At the moment, the elected members can only serve for two years and they can't then stand for re-election. And that inevitably makes them really quite weak in their capacity as against five permanent members that have big diplomatic teams, historical experience there all the time.

So I think the realistic route is an expansion of elected membership, but for longer terms and with the possibility of re-election so that... major countries, countries like India and Brazil, which and the major African countries that have a particularly strong claim to being on the Security Council can get elected and also can continue if they continue to command the support of the General Assembly.

 

Surya: And what do you think the effect of growing regional organizations would be on the UN?

 

Ian Martin: Well, that's not an entirely new issue because regional arrangements were envisaged in the United Nations Charter and what exists region by region is very different. 
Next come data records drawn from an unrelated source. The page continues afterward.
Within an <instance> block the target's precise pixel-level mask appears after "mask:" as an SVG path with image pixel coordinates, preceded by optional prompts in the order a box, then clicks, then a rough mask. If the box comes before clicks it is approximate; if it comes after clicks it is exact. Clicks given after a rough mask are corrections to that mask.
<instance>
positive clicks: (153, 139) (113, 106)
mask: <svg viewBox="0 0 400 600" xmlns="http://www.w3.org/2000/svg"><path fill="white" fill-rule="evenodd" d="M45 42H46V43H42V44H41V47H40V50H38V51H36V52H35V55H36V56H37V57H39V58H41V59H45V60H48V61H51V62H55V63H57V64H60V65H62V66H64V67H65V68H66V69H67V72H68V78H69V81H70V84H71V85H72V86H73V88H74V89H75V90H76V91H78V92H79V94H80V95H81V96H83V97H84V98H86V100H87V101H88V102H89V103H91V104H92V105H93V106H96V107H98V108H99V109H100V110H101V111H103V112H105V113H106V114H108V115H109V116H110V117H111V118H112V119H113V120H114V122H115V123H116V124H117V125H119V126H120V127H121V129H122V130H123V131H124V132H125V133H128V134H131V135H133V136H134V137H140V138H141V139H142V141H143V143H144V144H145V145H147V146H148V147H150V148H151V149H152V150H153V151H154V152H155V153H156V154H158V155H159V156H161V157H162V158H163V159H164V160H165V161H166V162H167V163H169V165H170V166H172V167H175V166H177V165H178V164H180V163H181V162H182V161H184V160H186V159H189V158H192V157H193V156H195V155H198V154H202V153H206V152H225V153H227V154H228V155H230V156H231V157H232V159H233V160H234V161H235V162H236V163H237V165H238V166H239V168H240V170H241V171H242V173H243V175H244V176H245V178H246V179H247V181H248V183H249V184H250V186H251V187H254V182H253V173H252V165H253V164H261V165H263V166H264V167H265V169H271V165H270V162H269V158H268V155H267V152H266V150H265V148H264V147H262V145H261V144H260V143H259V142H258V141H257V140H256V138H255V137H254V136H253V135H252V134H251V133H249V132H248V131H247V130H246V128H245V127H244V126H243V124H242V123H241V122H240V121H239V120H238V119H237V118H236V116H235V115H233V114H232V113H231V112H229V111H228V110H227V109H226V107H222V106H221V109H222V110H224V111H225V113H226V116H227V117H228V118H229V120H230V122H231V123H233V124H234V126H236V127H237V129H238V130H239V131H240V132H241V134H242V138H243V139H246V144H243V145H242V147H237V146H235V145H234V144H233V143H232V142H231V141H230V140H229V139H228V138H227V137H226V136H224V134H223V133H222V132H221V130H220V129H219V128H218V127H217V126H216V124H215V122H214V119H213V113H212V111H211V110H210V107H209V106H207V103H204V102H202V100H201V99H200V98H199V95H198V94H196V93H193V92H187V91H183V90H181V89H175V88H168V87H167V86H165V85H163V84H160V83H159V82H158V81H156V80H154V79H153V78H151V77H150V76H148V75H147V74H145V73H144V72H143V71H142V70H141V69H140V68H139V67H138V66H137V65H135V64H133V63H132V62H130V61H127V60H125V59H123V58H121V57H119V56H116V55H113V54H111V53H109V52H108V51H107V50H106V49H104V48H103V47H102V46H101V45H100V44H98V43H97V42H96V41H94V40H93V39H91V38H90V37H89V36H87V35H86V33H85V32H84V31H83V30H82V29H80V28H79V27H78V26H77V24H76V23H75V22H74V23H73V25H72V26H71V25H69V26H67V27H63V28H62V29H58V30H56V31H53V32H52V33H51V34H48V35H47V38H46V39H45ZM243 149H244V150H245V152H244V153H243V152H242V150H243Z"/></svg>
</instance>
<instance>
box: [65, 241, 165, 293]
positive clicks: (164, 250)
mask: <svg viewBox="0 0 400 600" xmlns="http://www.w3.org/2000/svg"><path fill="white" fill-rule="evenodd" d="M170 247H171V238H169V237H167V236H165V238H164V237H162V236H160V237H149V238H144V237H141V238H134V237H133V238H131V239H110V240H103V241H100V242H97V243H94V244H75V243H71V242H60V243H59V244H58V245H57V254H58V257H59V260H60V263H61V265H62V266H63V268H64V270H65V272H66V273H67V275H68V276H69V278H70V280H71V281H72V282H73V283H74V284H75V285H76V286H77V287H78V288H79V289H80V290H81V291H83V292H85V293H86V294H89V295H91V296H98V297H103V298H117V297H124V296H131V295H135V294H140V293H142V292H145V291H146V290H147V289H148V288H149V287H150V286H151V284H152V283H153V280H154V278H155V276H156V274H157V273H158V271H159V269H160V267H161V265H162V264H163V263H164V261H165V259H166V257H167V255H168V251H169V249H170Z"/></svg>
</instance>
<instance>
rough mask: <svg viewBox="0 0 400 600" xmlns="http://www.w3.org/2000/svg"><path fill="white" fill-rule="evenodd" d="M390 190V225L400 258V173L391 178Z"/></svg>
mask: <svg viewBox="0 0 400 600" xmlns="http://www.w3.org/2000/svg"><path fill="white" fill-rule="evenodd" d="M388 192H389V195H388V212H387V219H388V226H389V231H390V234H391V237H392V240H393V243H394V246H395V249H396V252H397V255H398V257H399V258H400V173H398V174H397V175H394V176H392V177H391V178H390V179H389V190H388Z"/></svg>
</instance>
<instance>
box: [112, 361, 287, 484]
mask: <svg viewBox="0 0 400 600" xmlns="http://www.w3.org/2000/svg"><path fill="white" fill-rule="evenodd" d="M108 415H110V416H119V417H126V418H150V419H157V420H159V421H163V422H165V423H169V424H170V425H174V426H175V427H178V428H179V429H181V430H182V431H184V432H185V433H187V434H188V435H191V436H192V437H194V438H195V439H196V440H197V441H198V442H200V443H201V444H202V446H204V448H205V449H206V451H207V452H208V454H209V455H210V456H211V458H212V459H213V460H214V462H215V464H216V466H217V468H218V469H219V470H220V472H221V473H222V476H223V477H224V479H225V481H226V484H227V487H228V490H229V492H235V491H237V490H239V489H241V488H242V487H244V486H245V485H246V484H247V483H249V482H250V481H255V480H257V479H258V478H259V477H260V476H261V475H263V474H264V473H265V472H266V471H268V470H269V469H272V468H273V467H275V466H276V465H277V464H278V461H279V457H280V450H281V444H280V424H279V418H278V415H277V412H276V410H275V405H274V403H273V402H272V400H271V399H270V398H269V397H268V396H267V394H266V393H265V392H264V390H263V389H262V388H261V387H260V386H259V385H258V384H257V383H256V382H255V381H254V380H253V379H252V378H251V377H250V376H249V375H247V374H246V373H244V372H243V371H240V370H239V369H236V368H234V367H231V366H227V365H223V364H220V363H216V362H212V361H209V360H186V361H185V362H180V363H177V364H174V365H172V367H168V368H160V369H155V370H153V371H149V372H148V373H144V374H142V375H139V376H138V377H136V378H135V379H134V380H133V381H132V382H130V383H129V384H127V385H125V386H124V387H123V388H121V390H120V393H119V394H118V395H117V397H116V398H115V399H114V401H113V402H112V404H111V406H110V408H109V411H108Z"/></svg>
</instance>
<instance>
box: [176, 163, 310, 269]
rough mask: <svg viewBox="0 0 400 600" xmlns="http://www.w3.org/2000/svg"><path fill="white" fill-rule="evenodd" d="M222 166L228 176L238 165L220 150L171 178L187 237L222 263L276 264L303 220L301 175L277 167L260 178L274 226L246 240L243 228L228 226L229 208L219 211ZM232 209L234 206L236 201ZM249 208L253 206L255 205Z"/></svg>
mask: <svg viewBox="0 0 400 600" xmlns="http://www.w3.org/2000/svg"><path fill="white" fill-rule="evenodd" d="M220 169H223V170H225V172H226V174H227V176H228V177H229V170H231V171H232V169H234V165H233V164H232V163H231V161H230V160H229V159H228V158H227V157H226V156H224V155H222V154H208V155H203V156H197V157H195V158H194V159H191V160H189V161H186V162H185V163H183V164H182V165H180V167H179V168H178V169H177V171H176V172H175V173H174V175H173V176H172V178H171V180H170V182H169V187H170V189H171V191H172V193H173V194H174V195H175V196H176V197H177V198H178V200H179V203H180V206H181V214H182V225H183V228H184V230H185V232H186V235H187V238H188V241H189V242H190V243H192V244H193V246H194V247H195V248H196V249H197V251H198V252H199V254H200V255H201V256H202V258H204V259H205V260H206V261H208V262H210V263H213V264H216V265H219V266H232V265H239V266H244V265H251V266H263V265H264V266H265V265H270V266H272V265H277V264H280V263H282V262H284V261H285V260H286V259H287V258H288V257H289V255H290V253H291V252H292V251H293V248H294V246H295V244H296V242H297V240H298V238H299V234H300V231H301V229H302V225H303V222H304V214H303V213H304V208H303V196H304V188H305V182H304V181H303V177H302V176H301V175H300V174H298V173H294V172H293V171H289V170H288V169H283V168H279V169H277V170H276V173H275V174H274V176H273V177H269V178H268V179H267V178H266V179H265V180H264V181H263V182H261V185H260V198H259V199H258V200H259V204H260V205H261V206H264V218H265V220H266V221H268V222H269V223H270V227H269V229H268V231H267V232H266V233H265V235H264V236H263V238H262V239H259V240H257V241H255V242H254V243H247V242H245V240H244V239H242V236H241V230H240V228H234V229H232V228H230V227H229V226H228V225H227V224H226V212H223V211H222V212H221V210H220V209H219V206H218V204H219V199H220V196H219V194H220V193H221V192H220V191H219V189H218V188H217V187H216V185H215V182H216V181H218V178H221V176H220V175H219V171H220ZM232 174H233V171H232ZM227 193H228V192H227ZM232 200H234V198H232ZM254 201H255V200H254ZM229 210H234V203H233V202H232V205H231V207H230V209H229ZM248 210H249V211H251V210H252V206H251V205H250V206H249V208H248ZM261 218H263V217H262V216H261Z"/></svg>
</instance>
I mean, Africa is the only region where the African Union itself and sometimes its sub-regional organizations have been able to play a major on-the-ground role in peace and security carrying out peace operations themselves.

Other regional organizations are much more focused on economic cooperation. Of course, Asia doesn't have a comprehensive organization. It has ASEAN for Southeast Asia. SAARC for South Asia is very limited in its nature. 
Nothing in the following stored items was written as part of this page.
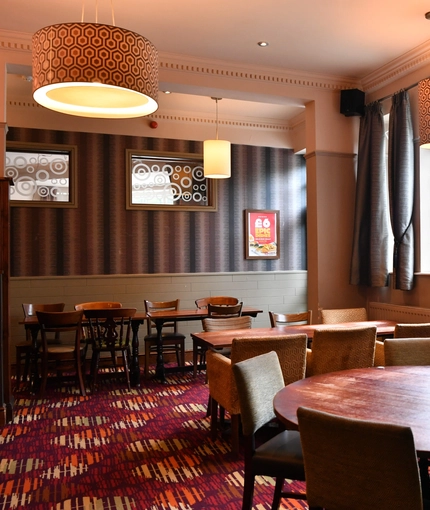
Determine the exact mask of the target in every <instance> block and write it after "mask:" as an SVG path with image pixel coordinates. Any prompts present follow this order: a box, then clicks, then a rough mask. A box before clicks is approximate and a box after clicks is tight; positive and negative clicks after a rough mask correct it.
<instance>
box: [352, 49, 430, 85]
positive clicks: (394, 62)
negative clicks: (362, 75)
mask: <svg viewBox="0 0 430 510" xmlns="http://www.w3.org/2000/svg"><path fill="white" fill-rule="evenodd" d="M429 64H430V40H429V41H426V42H424V43H423V44H421V45H420V46H417V47H416V48H414V49H413V50H411V51H408V52H407V53H404V54H403V55H401V56H400V57H398V58H396V59H394V60H392V61H391V62H388V64H386V65H384V66H382V67H380V68H379V69H377V70H376V71H374V72H373V73H370V74H369V75H367V76H366V77H365V78H363V79H362V86H363V88H364V90H365V92H374V91H375V90H378V89H380V88H382V87H384V86H386V85H389V84H390V83H392V82H394V81H396V80H399V79H400V78H402V77H403V76H406V75H408V74H410V73H411V72H413V71H417V70H419V69H420V68H422V67H424V66H426V65H429Z"/></svg>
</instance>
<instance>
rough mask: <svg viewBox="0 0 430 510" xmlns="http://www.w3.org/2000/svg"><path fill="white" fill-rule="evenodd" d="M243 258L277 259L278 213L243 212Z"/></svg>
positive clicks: (277, 257) (278, 250)
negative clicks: (243, 230)
mask: <svg viewBox="0 0 430 510" xmlns="http://www.w3.org/2000/svg"><path fill="white" fill-rule="evenodd" d="M245 225H246V228H245V231H246V232H245V258H247V259H279V211H274V210H257V209H247V210H245Z"/></svg>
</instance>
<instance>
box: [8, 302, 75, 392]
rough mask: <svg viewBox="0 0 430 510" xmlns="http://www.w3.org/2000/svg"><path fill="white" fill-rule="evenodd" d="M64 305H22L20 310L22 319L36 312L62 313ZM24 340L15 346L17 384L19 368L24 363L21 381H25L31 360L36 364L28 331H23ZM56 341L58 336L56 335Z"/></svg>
mask: <svg viewBox="0 0 430 510" xmlns="http://www.w3.org/2000/svg"><path fill="white" fill-rule="evenodd" d="M64 306H65V304H64V303H48V304H34V303H23V304H22V310H23V312H24V318H26V317H32V316H35V315H36V312H37V311H39V312H62V311H63V310H64ZM25 334H26V339H25V340H24V341H23V342H19V343H17V344H16V346H15V347H16V380H17V383H18V384H19V383H20V381H21V366H22V363H24V372H23V379H24V380H26V379H27V377H28V375H29V371H30V362H31V358H32V357H33V358H34V363H37V351H36V352H34V341H33V339H32V337H31V331H30V329H28V328H26V330H25ZM57 339H58V335H57Z"/></svg>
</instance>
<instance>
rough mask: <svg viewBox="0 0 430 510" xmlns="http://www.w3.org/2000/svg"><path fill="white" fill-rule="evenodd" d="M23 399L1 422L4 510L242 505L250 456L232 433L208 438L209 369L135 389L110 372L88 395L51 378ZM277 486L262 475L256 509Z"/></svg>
mask: <svg viewBox="0 0 430 510" xmlns="http://www.w3.org/2000/svg"><path fill="white" fill-rule="evenodd" d="M71 384H72V383H71ZM15 399H16V400H15V418H14V422H13V423H11V424H8V425H6V426H5V427H3V428H2V429H0V509H2V510H3V509H17V510H21V509H26V510H33V509H35V510H36V509H37V510H47V509H55V510H105V509H119V510H135V509H137V510H145V509H148V510H173V509H178V510H192V509H208V510H209V509H217V508H222V509H223V510H236V509H237V510H239V509H240V508H241V500H242V490H243V457H242V456H239V458H234V457H233V456H232V454H231V452H230V443H229V438H228V436H226V437H219V439H218V440H217V441H216V442H212V441H211V439H210V437H209V418H207V417H206V404H207V401H208V388H207V386H206V385H205V384H204V375H199V376H198V377H197V378H196V379H193V377H192V375H191V374H188V373H185V374H180V375H178V374H177V375H169V376H168V380H167V383H166V384H160V383H159V382H157V381H155V380H150V381H142V386H141V387H140V388H135V389H132V391H130V392H128V391H127V389H126V387H125V384H124V383H123V381H122V380H120V379H118V378H116V377H114V376H113V375H112V376H110V375H109V377H106V378H105V379H103V380H102V381H101V384H100V387H99V389H98V390H97V391H96V392H95V393H94V394H88V395H87V396H86V397H81V396H80V395H79V393H78V392H77V391H76V389H75V388H74V387H73V385H71V386H67V385H59V384H55V383H52V382H51V384H50V385H49V387H48V391H47V393H46V398H44V399H43V400H38V399H37V398H35V396H34V395H31V394H30V393H28V390H27V388H26V387H23V385H21V387H20V388H19V389H16V391H15ZM273 488H274V481H273V479H271V478H263V477H259V478H258V479H257V484H256V490H255V496H254V509H255V510H265V509H270V503H271V498H272V495H273ZM296 488H297V490H302V489H303V486H302V485H301V484H300V483H297V486H296ZM281 508H282V509H289V510H297V509H302V510H303V509H307V505H306V503H305V502H303V501H293V500H284V501H283V503H282V506H281Z"/></svg>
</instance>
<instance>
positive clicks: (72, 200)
mask: <svg viewBox="0 0 430 510" xmlns="http://www.w3.org/2000/svg"><path fill="white" fill-rule="evenodd" d="M76 153H77V149H76V147H74V146H64V145H58V146H57V145H39V144H30V143H18V142H14V143H12V142H10V143H7V147H6V168H5V176H6V177H11V178H12V181H13V186H11V187H10V203H11V205H12V206H14V205H15V206H26V207H35V206H37V207H76V206H77V200H76V198H77V197H76V170H75V166H76Z"/></svg>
The Organization of American States is a more comprehensive organization, but it doesn't get involved in military operations. So the picture is very different to region by region by region. It's very important for the UN to work closely with regional organizations, and it has done so more and more over the years.

But one has to look at the actual capacity of regional organizations in different contexts, in different regions.

 

Surya: I only hope that there is a reform as soon as possible within the United Nations. But I would like to hear from you since you have so long in this field what would your advice be for the people who are looking to become practitioner in field of human rights and peacebuilding?

 

Ian Martin: There's no simple answer to that question.
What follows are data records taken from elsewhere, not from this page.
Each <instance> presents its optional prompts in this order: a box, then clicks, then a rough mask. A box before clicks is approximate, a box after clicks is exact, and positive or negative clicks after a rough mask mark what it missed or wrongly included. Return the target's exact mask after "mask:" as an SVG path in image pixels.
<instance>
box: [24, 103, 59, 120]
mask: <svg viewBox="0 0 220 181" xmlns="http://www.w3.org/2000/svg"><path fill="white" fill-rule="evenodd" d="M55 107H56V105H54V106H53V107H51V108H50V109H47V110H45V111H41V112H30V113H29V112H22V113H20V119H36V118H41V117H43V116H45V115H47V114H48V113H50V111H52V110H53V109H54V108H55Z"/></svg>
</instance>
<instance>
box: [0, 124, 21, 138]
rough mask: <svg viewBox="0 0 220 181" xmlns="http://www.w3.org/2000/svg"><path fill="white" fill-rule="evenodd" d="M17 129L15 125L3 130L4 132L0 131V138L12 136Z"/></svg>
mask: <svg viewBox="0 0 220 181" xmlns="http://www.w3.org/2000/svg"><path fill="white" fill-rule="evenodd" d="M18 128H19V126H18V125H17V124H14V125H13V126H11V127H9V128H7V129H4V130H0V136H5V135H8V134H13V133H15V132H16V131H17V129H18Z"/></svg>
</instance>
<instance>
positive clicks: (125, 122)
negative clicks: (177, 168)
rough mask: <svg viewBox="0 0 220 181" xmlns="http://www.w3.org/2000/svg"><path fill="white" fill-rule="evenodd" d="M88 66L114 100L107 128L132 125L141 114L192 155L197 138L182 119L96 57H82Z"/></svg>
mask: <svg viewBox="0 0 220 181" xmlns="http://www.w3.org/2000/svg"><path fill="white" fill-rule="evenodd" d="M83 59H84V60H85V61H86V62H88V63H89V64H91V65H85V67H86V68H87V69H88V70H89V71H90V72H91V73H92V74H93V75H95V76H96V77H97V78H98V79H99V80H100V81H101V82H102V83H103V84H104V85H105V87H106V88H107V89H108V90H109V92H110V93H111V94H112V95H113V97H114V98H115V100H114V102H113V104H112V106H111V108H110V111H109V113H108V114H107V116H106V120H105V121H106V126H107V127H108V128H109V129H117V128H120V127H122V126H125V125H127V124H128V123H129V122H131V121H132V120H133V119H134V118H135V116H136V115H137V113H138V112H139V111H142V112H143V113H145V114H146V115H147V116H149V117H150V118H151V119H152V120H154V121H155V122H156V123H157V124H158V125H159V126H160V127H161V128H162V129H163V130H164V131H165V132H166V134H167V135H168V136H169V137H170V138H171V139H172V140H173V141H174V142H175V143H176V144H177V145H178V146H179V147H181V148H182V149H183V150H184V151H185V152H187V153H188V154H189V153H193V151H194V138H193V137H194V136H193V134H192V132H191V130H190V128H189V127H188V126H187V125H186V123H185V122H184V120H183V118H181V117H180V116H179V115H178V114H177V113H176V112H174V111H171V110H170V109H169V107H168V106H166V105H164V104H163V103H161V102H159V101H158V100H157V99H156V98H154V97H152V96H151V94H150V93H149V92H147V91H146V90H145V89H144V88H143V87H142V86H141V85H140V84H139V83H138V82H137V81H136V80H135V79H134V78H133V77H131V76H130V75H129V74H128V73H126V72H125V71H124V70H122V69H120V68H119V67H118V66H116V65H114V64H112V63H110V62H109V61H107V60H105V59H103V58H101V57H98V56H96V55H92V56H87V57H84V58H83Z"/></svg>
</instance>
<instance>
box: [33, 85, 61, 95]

There are many different organizations that contribute in many ways. I mean the United Nations globally, regional organizations we've referred to, but civil society organizations and you know what's effective in which particular aspects of peace building and human rights there is, so I can't sum up advice in any one way. 

other than perhaps to say that the reality is what happens on the ground, it's not what happens in meetings of the United Nations or anything else. So I said earlier that a key moment in the development of human rights was when it kind of took to the field and we were able to play an active and effective role on the ground.

I'm not saying that discussions in what's now the human rights council are unimportant but it's what's on the ground that makes the biggest difference and my advice to people wanting to work in the area is usually to try to find some opportunity to early on in their careers to engage on the ground.

 

Surya: And what kind of attributes do you think must be essential for people looking to get into mediation?

 

Ian Martin: I mean one could talk about skills but the most important thing is commitment.

 

Surya: Ian, I would like to congratulate you for being appointed the chair of United Nations Associations, UK and at the same time I would also like to thank you for your time today, thank you Ian.

 

Ian Martin: Thank you. I don't know if congratulations are appropriate. I'm becoming the chair of the Board of Trustees of the United Nations Association of the UK. Today that's a voluntary role of an organization which has a small permanent staff, but I hope it can continue to play a role in ensuring the support of people in the UK for the United Nations system and also pressing the United Kingdom Government to play as constructive a role as it can at the UN, but thank you.

 

Surya: Once again, thank you Ian, it was very insightful talking to you and thank you to all of our viewers. We will soon be back with more contents and hopefully keep you glued to the conversations.